I strongly support and can say with certainty that having a well-structured Information Technology (IT) department on-site is an essential part of the success of any technology initiative.

With the many people who make up a long term care facility, the range of personalities, disciplines, needs and desires makes each environment a very eclectic and unique experience. Staff usually have enough on their plate to be hyper-focused on their role within the institution and have little time to assess the links up and down the workflow chain of which they may be a part.

Add to this the facilities that are under the pressure of staffing issues and burnout, there is little room for the natural manifestation of enthusiasm to pursue critical thinking in terms of research. ‘innovation. The desire to improve efficiency is a distant thought when we’re just trying to get through the day.

But now, more than ever, it’s time to look at our workflows and see where we can improve data transfer from point A to point B to give back time specifically to our medical staff.
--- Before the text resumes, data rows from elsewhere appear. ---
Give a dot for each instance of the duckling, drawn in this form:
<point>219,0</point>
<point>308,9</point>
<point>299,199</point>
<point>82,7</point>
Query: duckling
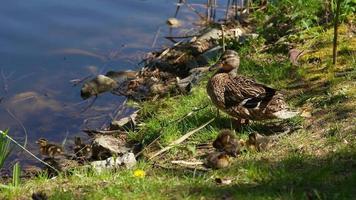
<point>218,160</point>
<point>48,149</point>
<point>98,85</point>
<point>82,150</point>
<point>242,97</point>
<point>226,141</point>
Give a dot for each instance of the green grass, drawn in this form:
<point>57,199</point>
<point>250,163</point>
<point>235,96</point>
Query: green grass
<point>4,147</point>
<point>315,162</point>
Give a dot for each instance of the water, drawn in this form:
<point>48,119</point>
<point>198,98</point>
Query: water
<point>45,44</point>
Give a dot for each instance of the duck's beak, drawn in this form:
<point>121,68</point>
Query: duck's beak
<point>215,67</point>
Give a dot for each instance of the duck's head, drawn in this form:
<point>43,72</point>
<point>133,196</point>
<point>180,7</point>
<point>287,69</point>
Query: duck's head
<point>42,142</point>
<point>229,60</point>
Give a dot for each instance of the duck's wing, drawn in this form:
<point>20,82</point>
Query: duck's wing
<point>246,92</point>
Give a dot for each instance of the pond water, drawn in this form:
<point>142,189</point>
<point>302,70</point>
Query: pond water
<point>45,44</point>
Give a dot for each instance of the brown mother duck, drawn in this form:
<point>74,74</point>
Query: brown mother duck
<point>242,97</point>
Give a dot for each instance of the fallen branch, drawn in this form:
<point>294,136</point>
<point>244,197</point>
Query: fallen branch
<point>103,132</point>
<point>183,162</point>
<point>181,139</point>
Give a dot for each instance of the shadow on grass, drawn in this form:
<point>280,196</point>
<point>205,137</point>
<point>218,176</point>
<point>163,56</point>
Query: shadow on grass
<point>297,177</point>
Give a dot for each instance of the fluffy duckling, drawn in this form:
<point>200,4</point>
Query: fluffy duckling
<point>218,160</point>
<point>98,85</point>
<point>48,149</point>
<point>242,97</point>
<point>226,141</point>
<point>82,150</point>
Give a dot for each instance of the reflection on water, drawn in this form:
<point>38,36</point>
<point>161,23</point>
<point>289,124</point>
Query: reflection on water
<point>45,44</point>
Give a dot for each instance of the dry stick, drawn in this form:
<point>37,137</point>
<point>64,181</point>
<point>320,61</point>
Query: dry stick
<point>76,82</point>
<point>227,10</point>
<point>214,10</point>
<point>180,37</point>
<point>14,141</point>
<point>181,139</point>
<point>4,78</point>
<point>336,23</point>
<point>21,124</point>
<point>183,162</point>
<point>223,37</point>
<point>156,36</point>
<point>178,7</point>
<point>208,3</point>
<point>174,121</point>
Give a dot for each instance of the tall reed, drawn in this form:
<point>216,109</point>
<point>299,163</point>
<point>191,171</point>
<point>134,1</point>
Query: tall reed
<point>5,148</point>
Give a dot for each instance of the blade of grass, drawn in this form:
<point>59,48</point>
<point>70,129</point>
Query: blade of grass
<point>16,173</point>
<point>4,148</point>
<point>181,139</point>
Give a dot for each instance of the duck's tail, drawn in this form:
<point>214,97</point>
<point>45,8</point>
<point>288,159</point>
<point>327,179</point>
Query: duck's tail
<point>285,114</point>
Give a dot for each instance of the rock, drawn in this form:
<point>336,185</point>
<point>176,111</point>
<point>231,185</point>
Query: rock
<point>127,160</point>
<point>218,160</point>
<point>206,57</point>
<point>294,55</point>
<point>174,22</point>
<point>121,76</point>
<point>98,85</point>
<point>109,144</point>
<point>125,123</point>
<point>62,164</point>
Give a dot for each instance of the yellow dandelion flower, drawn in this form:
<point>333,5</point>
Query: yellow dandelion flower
<point>139,173</point>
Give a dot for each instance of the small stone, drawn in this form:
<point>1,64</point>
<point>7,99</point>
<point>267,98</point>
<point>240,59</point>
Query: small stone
<point>127,160</point>
<point>174,22</point>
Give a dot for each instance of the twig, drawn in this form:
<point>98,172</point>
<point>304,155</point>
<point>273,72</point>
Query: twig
<point>183,162</point>
<point>188,114</point>
<point>180,37</point>
<point>181,139</point>
<point>174,121</point>
<point>101,131</point>
<point>223,36</point>
<point>227,9</point>
<point>155,38</point>
<point>187,167</point>
<point>167,50</point>
<point>21,124</point>
<point>179,57</point>
<point>76,82</point>
<point>179,4</point>
<point>14,141</point>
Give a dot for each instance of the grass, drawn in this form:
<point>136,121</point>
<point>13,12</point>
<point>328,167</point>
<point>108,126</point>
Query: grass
<point>315,162</point>
<point>4,147</point>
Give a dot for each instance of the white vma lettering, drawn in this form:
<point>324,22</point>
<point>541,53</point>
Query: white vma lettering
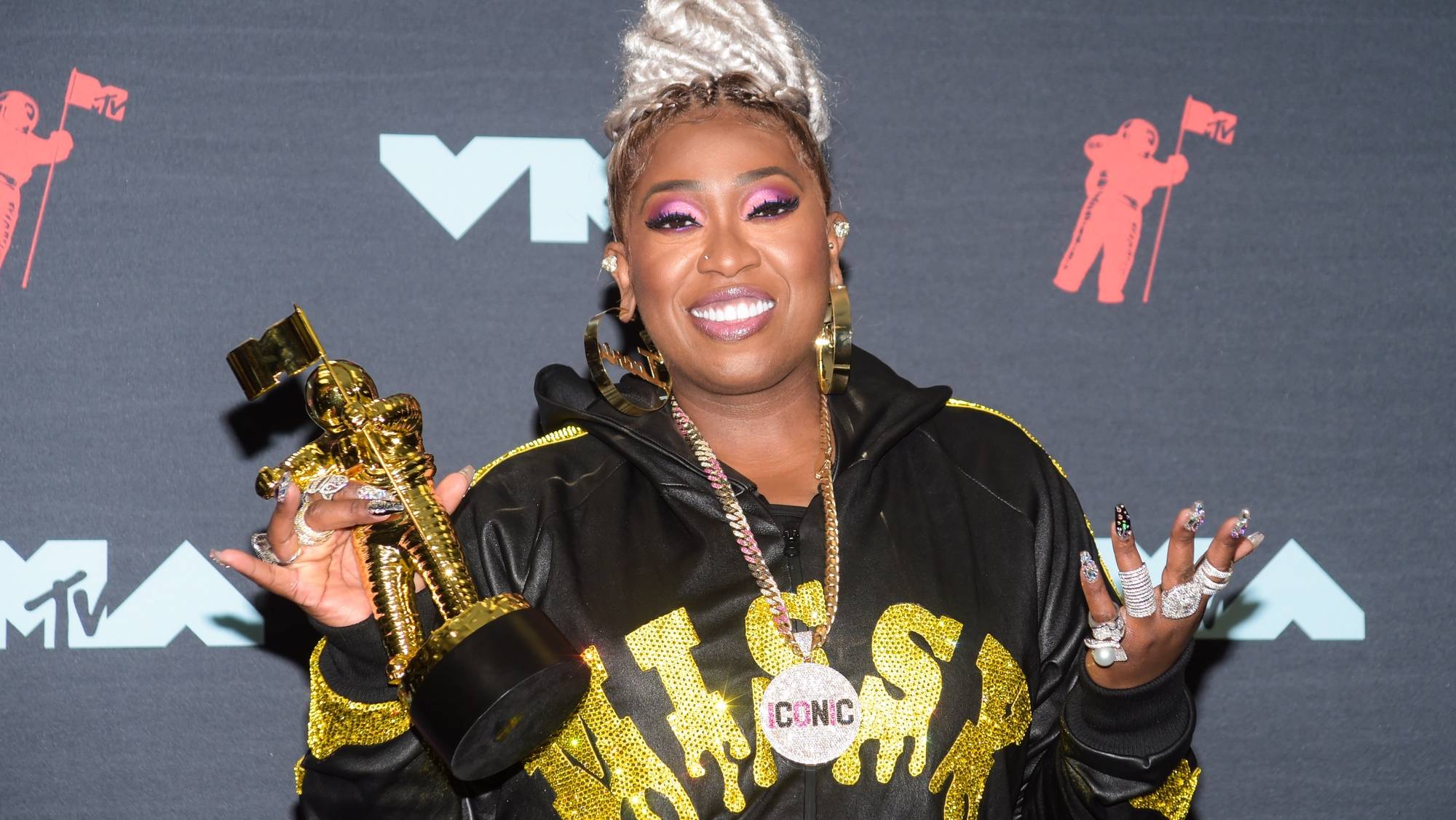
<point>569,181</point>
<point>1291,589</point>
<point>59,591</point>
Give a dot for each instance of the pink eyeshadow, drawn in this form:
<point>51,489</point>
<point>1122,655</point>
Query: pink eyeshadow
<point>767,196</point>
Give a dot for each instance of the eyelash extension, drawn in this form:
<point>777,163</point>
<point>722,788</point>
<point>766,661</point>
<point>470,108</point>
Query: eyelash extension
<point>778,208</point>
<point>675,221</point>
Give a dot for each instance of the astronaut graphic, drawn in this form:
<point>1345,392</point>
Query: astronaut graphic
<point>21,154</point>
<point>1119,186</point>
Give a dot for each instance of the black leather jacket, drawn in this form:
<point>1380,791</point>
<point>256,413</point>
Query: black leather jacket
<point>960,621</point>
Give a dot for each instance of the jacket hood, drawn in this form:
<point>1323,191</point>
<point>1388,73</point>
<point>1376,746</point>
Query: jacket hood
<point>870,417</point>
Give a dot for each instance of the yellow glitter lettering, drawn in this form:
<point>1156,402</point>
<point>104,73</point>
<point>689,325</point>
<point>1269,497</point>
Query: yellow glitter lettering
<point>774,656</point>
<point>700,719</point>
<point>889,720</point>
<point>336,722</point>
<point>628,762</point>
<point>1004,720</point>
<point>1174,797</point>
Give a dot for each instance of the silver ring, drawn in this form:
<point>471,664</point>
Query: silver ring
<point>1138,592</point>
<point>1212,579</point>
<point>1182,601</point>
<point>1109,630</point>
<point>371,493</point>
<point>327,486</point>
<point>306,535</point>
<point>264,551</point>
<point>1107,640</point>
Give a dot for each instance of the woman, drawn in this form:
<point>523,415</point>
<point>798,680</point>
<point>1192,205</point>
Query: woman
<point>922,548</point>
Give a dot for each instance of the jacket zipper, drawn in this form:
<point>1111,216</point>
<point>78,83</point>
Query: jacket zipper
<point>791,553</point>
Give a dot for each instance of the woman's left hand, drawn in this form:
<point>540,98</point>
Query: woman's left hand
<point>1155,642</point>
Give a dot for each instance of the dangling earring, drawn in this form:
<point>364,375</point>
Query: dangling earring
<point>654,374</point>
<point>834,344</point>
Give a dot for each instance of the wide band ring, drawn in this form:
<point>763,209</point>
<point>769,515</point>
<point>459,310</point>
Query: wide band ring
<point>306,535</point>
<point>327,486</point>
<point>1212,579</point>
<point>264,551</point>
<point>1138,592</point>
<point>1182,601</point>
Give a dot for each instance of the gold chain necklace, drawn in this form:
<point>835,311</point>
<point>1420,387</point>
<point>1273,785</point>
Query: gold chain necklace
<point>809,713</point>
<point>749,545</point>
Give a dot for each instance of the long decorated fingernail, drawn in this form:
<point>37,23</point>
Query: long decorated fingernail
<point>282,494</point>
<point>385,508</point>
<point>372,493</point>
<point>1196,518</point>
<point>1122,524</point>
<point>1241,528</point>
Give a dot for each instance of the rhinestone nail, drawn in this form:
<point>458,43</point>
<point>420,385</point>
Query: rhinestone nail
<point>1196,518</point>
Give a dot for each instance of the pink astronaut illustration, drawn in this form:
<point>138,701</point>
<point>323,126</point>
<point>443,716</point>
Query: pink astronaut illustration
<point>1119,186</point>
<point>21,154</point>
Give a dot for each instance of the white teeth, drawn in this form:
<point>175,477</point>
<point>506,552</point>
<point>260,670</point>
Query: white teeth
<point>735,312</point>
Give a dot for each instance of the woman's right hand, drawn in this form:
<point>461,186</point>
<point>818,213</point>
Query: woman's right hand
<point>327,580</point>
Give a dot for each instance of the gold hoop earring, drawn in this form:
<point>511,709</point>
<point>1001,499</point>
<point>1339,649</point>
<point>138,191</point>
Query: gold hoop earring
<point>834,344</point>
<point>654,374</point>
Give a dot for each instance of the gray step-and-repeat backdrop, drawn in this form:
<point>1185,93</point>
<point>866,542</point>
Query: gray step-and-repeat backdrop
<point>1254,312</point>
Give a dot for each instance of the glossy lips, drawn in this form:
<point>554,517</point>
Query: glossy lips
<point>733,314</point>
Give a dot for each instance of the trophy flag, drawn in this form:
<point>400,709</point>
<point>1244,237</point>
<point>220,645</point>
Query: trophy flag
<point>283,350</point>
<point>1200,119</point>
<point>87,92</point>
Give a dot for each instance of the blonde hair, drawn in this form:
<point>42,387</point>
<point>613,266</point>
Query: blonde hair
<point>688,56</point>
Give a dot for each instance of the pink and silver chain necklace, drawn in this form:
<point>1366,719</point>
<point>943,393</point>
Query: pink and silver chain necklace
<point>809,713</point>
<point>749,545</point>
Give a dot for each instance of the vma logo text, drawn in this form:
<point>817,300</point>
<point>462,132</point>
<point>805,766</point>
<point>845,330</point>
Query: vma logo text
<point>59,591</point>
<point>1291,589</point>
<point>569,181</point>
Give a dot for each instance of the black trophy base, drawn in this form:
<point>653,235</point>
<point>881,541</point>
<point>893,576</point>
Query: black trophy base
<point>499,691</point>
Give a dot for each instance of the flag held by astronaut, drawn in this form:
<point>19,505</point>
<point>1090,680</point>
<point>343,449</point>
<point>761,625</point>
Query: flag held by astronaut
<point>1202,119</point>
<point>88,92</point>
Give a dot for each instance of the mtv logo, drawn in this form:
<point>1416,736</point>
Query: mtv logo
<point>1291,589</point>
<point>569,183</point>
<point>59,591</point>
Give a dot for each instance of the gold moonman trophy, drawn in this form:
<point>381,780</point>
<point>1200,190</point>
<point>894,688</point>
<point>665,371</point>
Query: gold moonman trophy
<point>497,679</point>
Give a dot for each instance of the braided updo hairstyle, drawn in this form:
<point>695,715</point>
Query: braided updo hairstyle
<point>689,58</point>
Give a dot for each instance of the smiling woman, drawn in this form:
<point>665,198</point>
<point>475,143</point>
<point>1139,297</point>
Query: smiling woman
<point>783,577</point>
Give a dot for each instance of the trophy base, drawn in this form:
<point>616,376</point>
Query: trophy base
<point>491,685</point>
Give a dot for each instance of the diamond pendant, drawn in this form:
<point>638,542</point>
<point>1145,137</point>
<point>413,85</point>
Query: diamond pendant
<point>810,714</point>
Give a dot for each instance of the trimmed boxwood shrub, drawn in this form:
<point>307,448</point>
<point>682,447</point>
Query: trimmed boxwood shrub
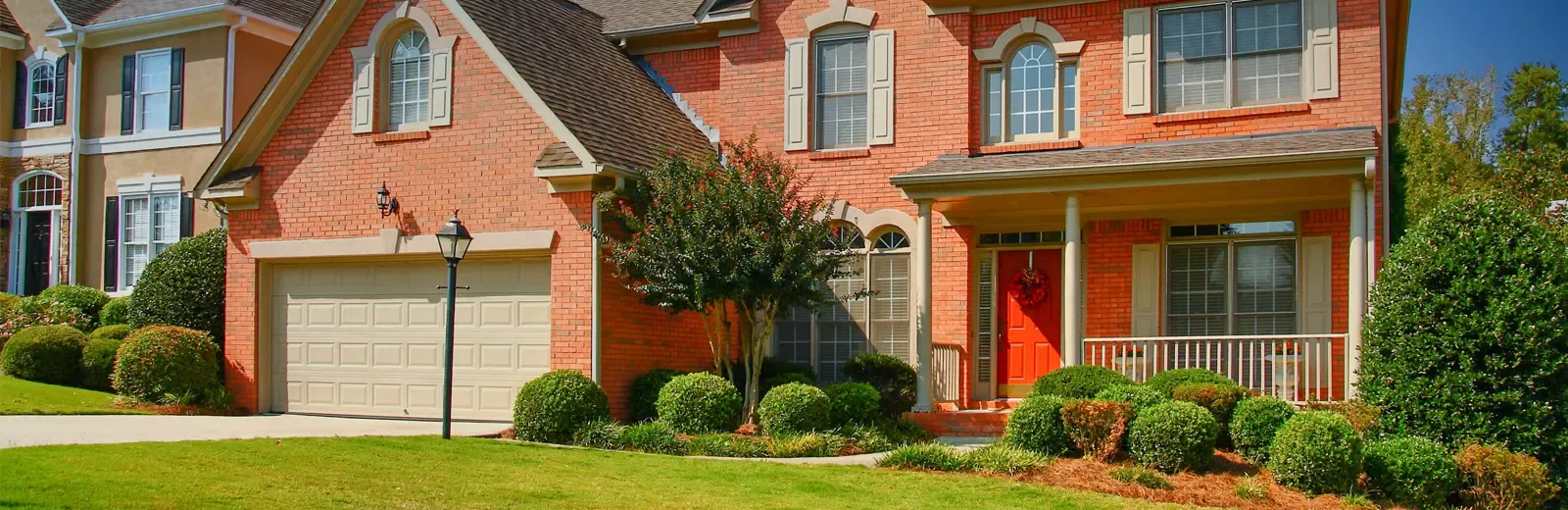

Since minimum staffing requirements are largely measured in hours of care per resident, it is imperative that IT focus on examining workflows down to the smallest detail. We should ask individuals up and down the food chain about the details. Questions can be similar (but obviously not limited) to the following:

  • Do you spend a lot of time entering data?
  • Is there anything you would just like to “autofill” in the DME?
  • Does the equipment that sends data do so in a timely manner (eg, vital signs machines send data to the patient’s chart)?
  • Does the EMR have accurate/efficient forms (Ex: is there a lot of time spent on the “other” field)
  • How are caregivers notified of “potentially” minor items such as a change in medication?
  • Does the internet seem fast enough?
  • Do the systems feel readily available?

IT issues often go unreported because our end users who don’t consider themselves “tech savvy” fear they look (for lack of a better term) stupid. How many times have you had a technician come into your workspace and fix something for you in an instant? The end user inevitably responds, “Oh? It was as simple as that? or “I feel silly… I’ll try not to bother you with this anymore.”

So for important things like process flaws, workarounds are formed and accepted as part of the normal flow of things. These inefficiencies can add up over the period of a shift and when we talk about the difference in minutes to hour average variance in resident care, the minor details are what we need to look at under the microscope.

IT professionals can do their part by being proactive with questions like the ones above to identify ways to improve. A good IT administrator is a good detective.

And since IT-related topics or tasks can sometimes seem overwhelming at first, the on-site IT specialist can work with staff at their own pace. The goal is to make individuals feel as comfortable as possible.

We don’t always have to spend on IT. There’s a lot to do with the products we already have in place just waiting to be used. Challenge your IT department to see what else can be done with the most basic products like Microsoft. You will find that many of these technologies are not a mile wide and an inch deep, but rather a mile wide and a mile deep.

Inevitably (and with the right staff with the right mindset), this will begin to build a foundation where employees understand that their support staff are truly there to support them. This baseline provides opportunities for growth and innovation in the organization. Software updates/upgrades will be easier to adopt because staff will be more comfortable asking the “dumb” questions. Workarounds will decrease in frequency.

And best of all, new technologies that can truly unlock the potential to improve resident care and experiences will be able to more easily “lock” onto existing infrastructure.

Adam Saalman is the Director of Information Technology for Holiday Health Care in Evansville, IN. Over the years, he has developed a passion for providing effective IT solutions and services to the healthcare professionals he serves..

The opinions expressed in McKnight Long Term Care News guest submissions are those of the author and not necessarily those of McKnight Long Term Care News or its editors.